Carly had done that and more.
If not for her going against Diego Fuentes and leading Rachel, Penny, and the other women to safety, their bodies would’ve been buried beneath the tons of steel and concrete that made up the Fuentes compound.
Logan cupped her cheek, and on reflex she tilted into his touch, butterflies fluttering around in her stomach.
The flirting jokester, the man quick to whip off a snappy retort or flash an audacious wink, was gone, and in his place was a much more stoic version. Logan’s gray eyes softened, the slight wrinkles around them more evident with the downward tilt of his mouth.
“Rachel.” His calloused thumb caressed her cheek.
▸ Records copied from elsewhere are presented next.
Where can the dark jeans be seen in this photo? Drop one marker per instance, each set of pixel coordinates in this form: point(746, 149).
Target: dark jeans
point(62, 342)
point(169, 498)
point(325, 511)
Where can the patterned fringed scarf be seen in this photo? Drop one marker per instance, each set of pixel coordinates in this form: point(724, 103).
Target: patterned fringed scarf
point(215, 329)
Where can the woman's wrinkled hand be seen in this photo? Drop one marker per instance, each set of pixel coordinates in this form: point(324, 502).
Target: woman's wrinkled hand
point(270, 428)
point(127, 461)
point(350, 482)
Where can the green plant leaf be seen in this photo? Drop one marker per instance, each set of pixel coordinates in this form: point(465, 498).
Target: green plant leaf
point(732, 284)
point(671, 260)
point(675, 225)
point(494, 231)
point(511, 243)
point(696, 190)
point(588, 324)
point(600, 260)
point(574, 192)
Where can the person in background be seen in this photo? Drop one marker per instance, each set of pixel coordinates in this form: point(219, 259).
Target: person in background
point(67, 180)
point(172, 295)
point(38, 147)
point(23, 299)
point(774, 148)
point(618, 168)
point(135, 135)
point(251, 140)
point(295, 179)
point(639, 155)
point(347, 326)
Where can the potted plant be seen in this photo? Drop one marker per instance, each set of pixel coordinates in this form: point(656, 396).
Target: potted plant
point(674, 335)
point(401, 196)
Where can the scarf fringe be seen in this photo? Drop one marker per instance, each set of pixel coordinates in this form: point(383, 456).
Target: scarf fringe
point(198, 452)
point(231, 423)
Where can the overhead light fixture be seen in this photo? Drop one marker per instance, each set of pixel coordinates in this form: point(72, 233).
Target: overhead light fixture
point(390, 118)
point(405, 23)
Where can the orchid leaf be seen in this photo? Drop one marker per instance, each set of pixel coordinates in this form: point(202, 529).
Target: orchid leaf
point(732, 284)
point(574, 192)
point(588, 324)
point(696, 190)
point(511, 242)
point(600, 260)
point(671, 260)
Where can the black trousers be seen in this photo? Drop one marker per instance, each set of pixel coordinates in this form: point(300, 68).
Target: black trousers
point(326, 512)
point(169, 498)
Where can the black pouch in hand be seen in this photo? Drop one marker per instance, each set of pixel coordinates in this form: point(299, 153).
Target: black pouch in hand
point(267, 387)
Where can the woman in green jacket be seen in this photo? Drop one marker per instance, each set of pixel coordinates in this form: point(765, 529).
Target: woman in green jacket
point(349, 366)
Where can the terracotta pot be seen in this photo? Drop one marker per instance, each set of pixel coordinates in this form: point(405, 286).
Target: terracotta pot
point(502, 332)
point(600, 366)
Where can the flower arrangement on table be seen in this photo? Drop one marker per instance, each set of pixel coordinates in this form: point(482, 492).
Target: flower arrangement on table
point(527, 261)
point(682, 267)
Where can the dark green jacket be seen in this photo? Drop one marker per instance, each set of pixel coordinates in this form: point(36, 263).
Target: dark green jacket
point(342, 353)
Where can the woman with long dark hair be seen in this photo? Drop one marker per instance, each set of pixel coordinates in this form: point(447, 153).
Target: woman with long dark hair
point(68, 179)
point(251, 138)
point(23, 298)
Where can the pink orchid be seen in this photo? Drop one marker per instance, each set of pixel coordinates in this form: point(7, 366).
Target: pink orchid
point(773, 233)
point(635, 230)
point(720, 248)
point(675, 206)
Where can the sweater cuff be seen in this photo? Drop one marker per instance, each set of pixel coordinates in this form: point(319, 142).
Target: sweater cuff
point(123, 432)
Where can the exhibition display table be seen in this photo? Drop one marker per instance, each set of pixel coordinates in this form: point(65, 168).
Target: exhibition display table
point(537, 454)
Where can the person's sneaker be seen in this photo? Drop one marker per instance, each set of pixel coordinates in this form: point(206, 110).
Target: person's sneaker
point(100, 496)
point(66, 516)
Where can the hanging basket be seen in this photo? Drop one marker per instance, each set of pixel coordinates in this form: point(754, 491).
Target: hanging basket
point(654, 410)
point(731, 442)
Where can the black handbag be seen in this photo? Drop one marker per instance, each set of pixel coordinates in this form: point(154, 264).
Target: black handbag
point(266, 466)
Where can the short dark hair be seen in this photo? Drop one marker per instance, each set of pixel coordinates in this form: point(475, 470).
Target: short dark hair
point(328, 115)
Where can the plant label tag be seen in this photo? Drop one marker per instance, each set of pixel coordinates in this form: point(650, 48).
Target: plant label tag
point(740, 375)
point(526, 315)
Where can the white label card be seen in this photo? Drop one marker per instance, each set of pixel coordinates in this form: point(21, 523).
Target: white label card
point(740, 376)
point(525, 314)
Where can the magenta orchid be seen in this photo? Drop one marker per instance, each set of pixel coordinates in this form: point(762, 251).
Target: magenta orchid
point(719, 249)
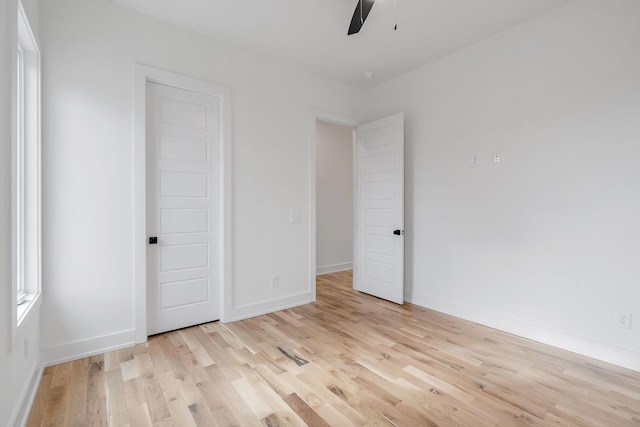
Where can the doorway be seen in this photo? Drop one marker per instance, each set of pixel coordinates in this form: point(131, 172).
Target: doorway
point(377, 204)
point(220, 185)
point(334, 197)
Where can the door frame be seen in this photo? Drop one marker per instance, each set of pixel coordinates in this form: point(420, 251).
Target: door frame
point(338, 120)
point(144, 74)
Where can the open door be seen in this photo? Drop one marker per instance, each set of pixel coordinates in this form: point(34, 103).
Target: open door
point(379, 243)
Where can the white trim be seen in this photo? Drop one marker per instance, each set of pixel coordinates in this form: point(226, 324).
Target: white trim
point(26, 247)
point(597, 350)
point(333, 268)
point(27, 397)
point(80, 349)
point(144, 74)
point(270, 306)
point(342, 121)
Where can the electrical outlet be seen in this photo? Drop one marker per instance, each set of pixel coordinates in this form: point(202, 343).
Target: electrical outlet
point(295, 217)
point(623, 320)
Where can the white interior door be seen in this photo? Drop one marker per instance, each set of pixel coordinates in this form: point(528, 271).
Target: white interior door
point(182, 129)
point(379, 244)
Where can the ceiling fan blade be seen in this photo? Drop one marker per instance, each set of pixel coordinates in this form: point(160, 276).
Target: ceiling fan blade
point(360, 15)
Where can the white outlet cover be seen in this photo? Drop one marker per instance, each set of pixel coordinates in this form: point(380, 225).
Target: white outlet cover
point(623, 320)
point(295, 217)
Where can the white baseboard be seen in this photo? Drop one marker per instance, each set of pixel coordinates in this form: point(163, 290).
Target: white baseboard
point(28, 395)
point(334, 268)
point(605, 352)
point(252, 310)
point(80, 349)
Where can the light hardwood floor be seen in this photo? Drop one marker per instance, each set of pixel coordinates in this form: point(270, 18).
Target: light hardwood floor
point(348, 359)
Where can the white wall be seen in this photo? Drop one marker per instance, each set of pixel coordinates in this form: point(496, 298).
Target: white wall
point(18, 374)
point(89, 51)
point(334, 197)
point(547, 243)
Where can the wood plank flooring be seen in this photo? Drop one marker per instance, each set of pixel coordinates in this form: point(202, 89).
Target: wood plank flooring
point(347, 360)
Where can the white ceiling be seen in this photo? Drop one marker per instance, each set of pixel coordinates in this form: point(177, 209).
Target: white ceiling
point(313, 33)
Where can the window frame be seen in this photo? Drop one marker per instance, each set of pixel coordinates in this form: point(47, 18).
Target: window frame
point(25, 174)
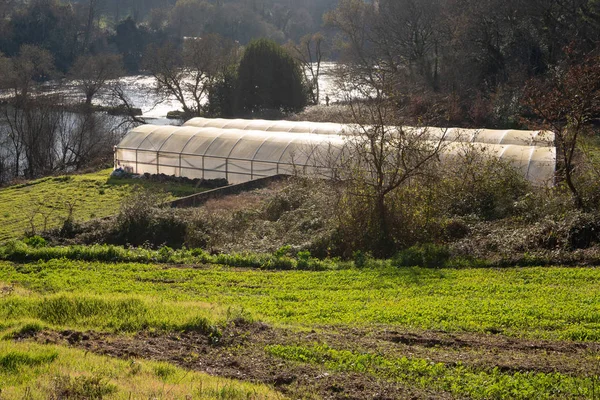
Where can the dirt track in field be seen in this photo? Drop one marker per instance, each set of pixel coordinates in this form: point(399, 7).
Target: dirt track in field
point(240, 354)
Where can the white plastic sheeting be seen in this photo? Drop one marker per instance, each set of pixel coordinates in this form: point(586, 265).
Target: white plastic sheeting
point(243, 150)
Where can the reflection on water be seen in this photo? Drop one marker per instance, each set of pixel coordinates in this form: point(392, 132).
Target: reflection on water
point(139, 90)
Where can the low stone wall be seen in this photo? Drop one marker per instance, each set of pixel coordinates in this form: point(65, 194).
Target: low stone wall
point(198, 199)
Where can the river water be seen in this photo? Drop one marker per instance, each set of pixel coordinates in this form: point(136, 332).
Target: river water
point(139, 91)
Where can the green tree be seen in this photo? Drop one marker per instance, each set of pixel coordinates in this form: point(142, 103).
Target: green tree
point(269, 78)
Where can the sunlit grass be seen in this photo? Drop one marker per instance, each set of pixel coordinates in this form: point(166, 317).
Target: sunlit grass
point(459, 379)
point(548, 302)
point(46, 202)
point(42, 371)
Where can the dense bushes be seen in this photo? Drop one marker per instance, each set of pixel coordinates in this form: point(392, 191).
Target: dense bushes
point(267, 80)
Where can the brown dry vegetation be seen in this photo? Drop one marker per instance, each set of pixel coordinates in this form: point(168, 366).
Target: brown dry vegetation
point(242, 355)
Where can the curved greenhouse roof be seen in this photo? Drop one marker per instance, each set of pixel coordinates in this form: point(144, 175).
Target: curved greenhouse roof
point(489, 136)
point(243, 150)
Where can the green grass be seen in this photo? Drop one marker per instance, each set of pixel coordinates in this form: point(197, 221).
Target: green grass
point(460, 380)
point(34, 371)
point(549, 302)
point(46, 201)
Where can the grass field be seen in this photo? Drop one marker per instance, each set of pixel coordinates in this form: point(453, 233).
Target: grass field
point(34, 371)
point(541, 303)
point(409, 332)
point(46, 202)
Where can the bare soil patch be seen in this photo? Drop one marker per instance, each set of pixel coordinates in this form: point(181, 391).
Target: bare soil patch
point(240, 354)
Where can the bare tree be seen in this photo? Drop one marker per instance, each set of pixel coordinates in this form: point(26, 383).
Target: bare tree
point(567, 103)
point(187, 73)
point(93, 73)
point(21, 72)
point(309, 53)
His gaze darted around her face as if he didn’t know exactly where to focus his attention. She wanted him to kiss her, to touch his mouth to hers and leave her incapable of speech—or thought. His gaze flickered to her mouth, and for a brief moment she thought she’d get her wish—until those same eyes dropped to her chest.
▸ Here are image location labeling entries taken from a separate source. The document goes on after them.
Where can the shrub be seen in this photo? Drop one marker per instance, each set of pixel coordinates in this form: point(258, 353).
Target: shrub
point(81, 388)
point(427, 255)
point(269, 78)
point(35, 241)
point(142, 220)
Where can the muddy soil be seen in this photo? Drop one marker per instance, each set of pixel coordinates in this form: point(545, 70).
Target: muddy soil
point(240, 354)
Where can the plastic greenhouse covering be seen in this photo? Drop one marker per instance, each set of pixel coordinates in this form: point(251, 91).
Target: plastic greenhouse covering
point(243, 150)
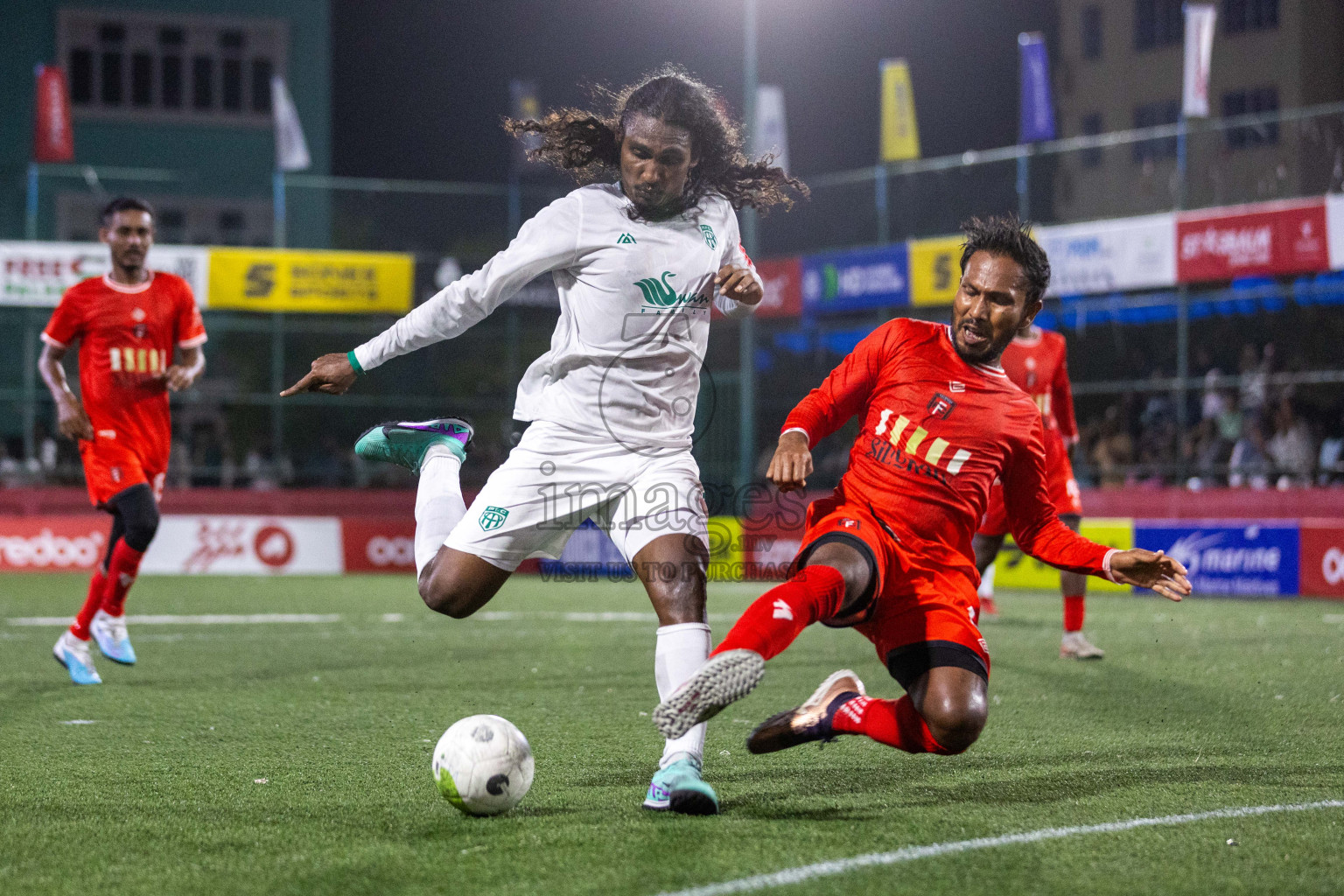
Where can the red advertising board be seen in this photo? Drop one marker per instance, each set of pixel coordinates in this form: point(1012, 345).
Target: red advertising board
point(52, 543)
point(1242, 241)
point(1323, 559)
point(378, 543)
point(781, 280)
“Get down!” Logan’s body lurched, his arms wrapping tightly around her as he knocked her square off her feet and onto the hard ground.
Copyright 2017 April Hunt
Rachel’s pink Converse slid into a gooey substance puddled on the floor. That summed up the last five hours—one big, inexplicable glutinous mess that had started with a Nevada-bound flight and ended in a cliché.
A Las Vegas jail cell.
Despite tight quarters, mysterious substances, and glares from her holding cell acquaintances, she’d do it all over again if it meant helping her friend.
“Are the accommodations not lofty enough for you, princess?” came the smoke-ravaged voice that had become like nails on a chalkboard during the last hour. “You want me to talk to the manager? Maybe they didn’t realize that they had royalty right under their noses. Go ahead and tell them again that you don’t belong here. I’m sure they’ll listen this time.”
The older woman’s chortle elicited a few snickers from the others. No fewer than twelve pairs of eyes watched the exchange, waiting for one of them to say or do something to offend the other, and take part in a wrestling match. Rachel didn’t plan on doing either.
She summoned the blank, dead stare that came all too easily and locked her eyes on the other woman. “You really like hearing yourself talk, don’t you?”
Rachel’s insulter jumped to stilettoed feet. Her red-stained lips pulled into a snarl, and she pointed her spindly, needle-tracked arm at Rachel accusingly. “You think you’re too good for the likes of us? Is that it, bitch? You think your shit smells like fucking roses?”
“I never said that, or anything close to it.” After a three-month imprisonment by the drug world’s Dr. Frankenstein, Rachel related better to the women in this holding cell than she did to her own family.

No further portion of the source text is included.